Following Chevalier’s victory in the primary, far-left Democrat Ilhan Omar wrote, in a semi-literate post on the social media platform X: “We are very lucky to have a principled leader [Chevalier] and someone who understands who [sic] it means to be a leader carrying [sic] for their whole constituency. Congratulations sis and welcome to Congress!”
Also in the afterglow of Chevalier’s triumph in her primary – which had been accompanied by wins by two additional DSA-affiliated congressional candidates, Claire Valdez and Brad Lander — the DSA boasted that its rapidly rising influence represented an unstoppable trend that was destined to continue gaining momentum. As Osman Chaudhary, co-chair of the New York City DSA Electoral Working Group, put it: “We have a Democratic socialist mandate in New York City.” To anyone contemplating the possibility of mounting a challenge against the DSA’s preferred candidates, Chaudhary said: “Don’t even try it. We control these areas; we won by massive margins.”

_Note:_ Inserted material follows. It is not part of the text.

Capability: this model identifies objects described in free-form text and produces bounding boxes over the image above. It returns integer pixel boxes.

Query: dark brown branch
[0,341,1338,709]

[1] https://www.darializaforcongress.com/about
https://www.theguardian.com/us-news/2026/jun/24/darializa-avila-chevalier-win-new-york
https://ballotpedia.org/Darializa_Avila_Chevalier
https://www.linkedin.com/in/darializaavilachevalier/
https://www.darializaforcongress.com/about
https://www.foxnews.com/politics/rising-socialist-stars-track-congress-darializa-avila-chevalier-brad-lander-claire-valdez
[2] The Daily Wire explains: “Gender-affirming care is a phrase used by transgender activists and media to mask the more grisly sounding transgender top and bottom surgeries, including removing a biological woman’s breasts, removing a biological man’s genitals, sculpting a fake penis on a biological woman, and more. Social affirmation, puberty blockers, and hormones also fall under the ‘gender-affirming care’ umbrella.” According to DoNoHarmMedicine.org, “gender-affirming” care is “based on the dangerous premise that any child who has distress that he or she thinks is related to their sex should automatically be treated with social transition to the sex of their choice followed by hormonal interventions and then possibly surgery to remove healthy body parts,” while “underlying mental health problems are usually not addressed.”

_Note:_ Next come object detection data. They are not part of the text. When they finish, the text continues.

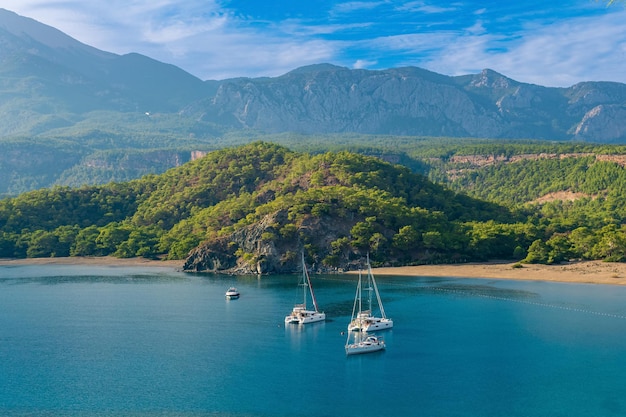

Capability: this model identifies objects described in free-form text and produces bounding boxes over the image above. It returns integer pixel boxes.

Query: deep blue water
[0,266,626,417]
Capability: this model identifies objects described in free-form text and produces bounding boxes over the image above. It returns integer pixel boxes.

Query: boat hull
[285,309,326,324]
[346,336,387,355]
[348,317,393,332]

[3] Established in 1965 and currently serving almost 800,000 children from low-income families at an annual cost of nearly $15,000 per pupil, the Head Start program is ostensibly intended to provide a boost—in the form of education, nutrition, and health services—to disadvantaged three-to-four-year-olds before they enter elementary school. From Head Start’s inception through 2012, American taxpayers spent more than $180 billion on the program.
But what are taxpayers—and the children enrolled in Head Start—getting in return for all this money? To find out, Congress in 2002 commissioned a scientifically rigorous, longitudinal analysis known as the Head Start Impact Study to evaluate the program’s effectiveness. The results, which were released in 2010, indicated that Head Start had little to no effect on the participants’ cognitive abilities, socio-emotional development, or physical health. Moreover, whatever meager benefits may have been detectable while the children were actively participating in Head Start “almost completely disappear[ed] by first grade.”

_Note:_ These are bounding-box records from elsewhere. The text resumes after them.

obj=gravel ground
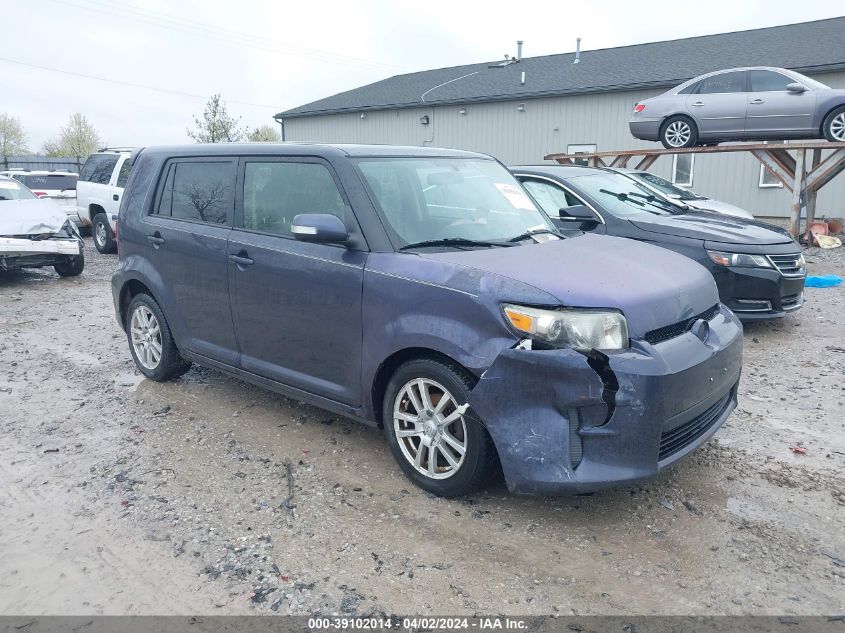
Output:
[0,240,845,615]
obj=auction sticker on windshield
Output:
[493,182,537,211]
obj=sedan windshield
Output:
[567,173,678,219]
[358,158,555,250]
[631,171,703,200]
[0,179,38,202]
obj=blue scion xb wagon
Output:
[112,144,742,496]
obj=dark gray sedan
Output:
[628,67,845,149]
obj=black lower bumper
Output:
[470,308,742,494]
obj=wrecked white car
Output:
[0,176,85,277]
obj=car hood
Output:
[684,198,754,220]
[629,211,791,244]
[421,234,719,337]
[0,198,67,236]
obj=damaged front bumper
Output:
[0,237,82,270]
[470,307,742,494]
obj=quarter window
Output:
[698,70,745,95]
[156,161,234,224]
[79,154,120,185]
[242,161,347,235]
[751,70,795,92]
[672,154,695,187]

Then, in 2012, the Department of Health & Human Services (HHS) published the findings of another scientifically rigorous, landmark study that tracked some 5,000 three- and four-year-old children from the beginning of their Head Start experience, through the third grade. This analysis, which was commissioned by HHS, likewise concluded that Head Start had no measurable impact on cognitive, social-emotional, or health-related variables. On a few measures, in fact, access to Head Start had harmful effects on the children.
For further details on the data regarding Head Start’s efficacy, click here.
[4] Charter schools often serve as outstanding alternatives to failing, substandard public schools — particularly in poor urban areas. They operate as schools of choice and are exempt from many state or local regulations related to operation and management.